Peter Vermes still had offensive firepower on the bench late in the first leg of the Eastern Conference Championship. His last substitution, though, showed that Sporting Kansas City's manager was just fine reconvening in two weeks at Sporting Park with a 0-0 aggregate.

Vermes brought on forward C.J. Sapong for midfielder Benny Feilhaber in the 74th minute of Saturday's match against Houston, then made a striker-for-striker switch in the 76th when he subbed in Dom Dwyer for Teal Bunbury.

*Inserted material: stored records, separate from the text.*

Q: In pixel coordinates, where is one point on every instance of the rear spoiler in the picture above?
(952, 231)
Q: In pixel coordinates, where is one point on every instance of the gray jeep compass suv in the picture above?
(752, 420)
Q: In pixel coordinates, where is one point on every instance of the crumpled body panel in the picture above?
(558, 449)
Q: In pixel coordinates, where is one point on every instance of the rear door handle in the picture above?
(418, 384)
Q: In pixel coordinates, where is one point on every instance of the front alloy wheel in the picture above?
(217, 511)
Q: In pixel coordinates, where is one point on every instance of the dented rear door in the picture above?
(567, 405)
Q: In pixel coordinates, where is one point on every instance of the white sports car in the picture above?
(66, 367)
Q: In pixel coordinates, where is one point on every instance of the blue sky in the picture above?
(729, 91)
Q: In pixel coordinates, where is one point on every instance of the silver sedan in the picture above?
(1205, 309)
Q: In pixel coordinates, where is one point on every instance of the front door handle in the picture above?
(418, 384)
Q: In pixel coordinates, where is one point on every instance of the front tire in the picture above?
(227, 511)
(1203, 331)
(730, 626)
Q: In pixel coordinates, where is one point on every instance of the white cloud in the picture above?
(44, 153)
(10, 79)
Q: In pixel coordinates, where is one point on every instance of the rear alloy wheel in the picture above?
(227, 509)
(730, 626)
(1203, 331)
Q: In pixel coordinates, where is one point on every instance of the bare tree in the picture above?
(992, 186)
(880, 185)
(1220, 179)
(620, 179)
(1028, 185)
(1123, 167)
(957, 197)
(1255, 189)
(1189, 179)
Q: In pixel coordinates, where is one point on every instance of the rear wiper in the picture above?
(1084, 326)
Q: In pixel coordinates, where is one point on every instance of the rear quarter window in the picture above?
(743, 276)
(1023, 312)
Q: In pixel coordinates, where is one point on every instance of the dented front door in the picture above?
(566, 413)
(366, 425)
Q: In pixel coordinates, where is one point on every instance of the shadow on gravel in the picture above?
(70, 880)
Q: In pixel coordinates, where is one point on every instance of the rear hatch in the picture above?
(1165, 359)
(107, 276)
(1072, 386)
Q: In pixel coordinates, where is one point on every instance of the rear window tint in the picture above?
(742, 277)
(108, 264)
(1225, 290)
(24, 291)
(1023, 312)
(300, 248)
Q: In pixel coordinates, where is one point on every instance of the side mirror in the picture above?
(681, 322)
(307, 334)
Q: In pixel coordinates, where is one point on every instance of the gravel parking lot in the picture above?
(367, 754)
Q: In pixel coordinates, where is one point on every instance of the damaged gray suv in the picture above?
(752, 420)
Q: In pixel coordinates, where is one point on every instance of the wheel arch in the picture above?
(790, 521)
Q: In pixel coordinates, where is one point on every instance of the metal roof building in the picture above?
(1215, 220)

But in the 84th minute, he pulled winger Jacob Peterson and put in Ike Opara as a combo third center back/defensive midfielder – the second straight match, following Wednesday night's 3-1 overtime victory over New England in the second leg of the East semifinals, that Sporting finished the match with all three of their top central defenders on the pitch.

“It's a combination of things,” Vermes told by phone after the match. “They were just pumping balls forward, and we wanted to make sure that we dealt with the aerial aspect of the game. The other is that he can be very dominant on set pieces, so in that regard it was important to have him.”

Sporting did have their chances, outshooting Houston 15-10, but Dynamo keeper Tally Hall had to make just two routine saves.

That's not out of line with what Vermes expected, though, after both sides had to go 120 minutes on Wednesday night.

“I thought we did one aspect of what we wanted to do, which is that we didn't want to give up any goals here,” Vermes said. “I thought that was an important aspect of the game tonight. It wasn't an easy game to play in, and we got a result. Now, it doesn't mean anything. Now, it's just a final at home.”

Vermes went into the match with four forwards and two defenders among his seven reserves. Factoring in backup 'keeper Eric Kronberg, that meant a game-day roster with no spare midfielders.

Given that Paulo Nagamura had played 97 minutes on Wednesday, after being out for two months with a nagging ankle injury, that looked a risky proposition at the opening whistle. But Nagamura went the full 90 plus seven minutes of stoppage time, once again earning his manager's praise.

“Absolutely incredible by him,” said Vermes, who two days earlier had said he didn't think he could get another long performance out of Nagamura on such a short rest. “I can't say enough about his fighting spirit and ability to figure out a way how to get himself through another 90 minutes. It was amazing.”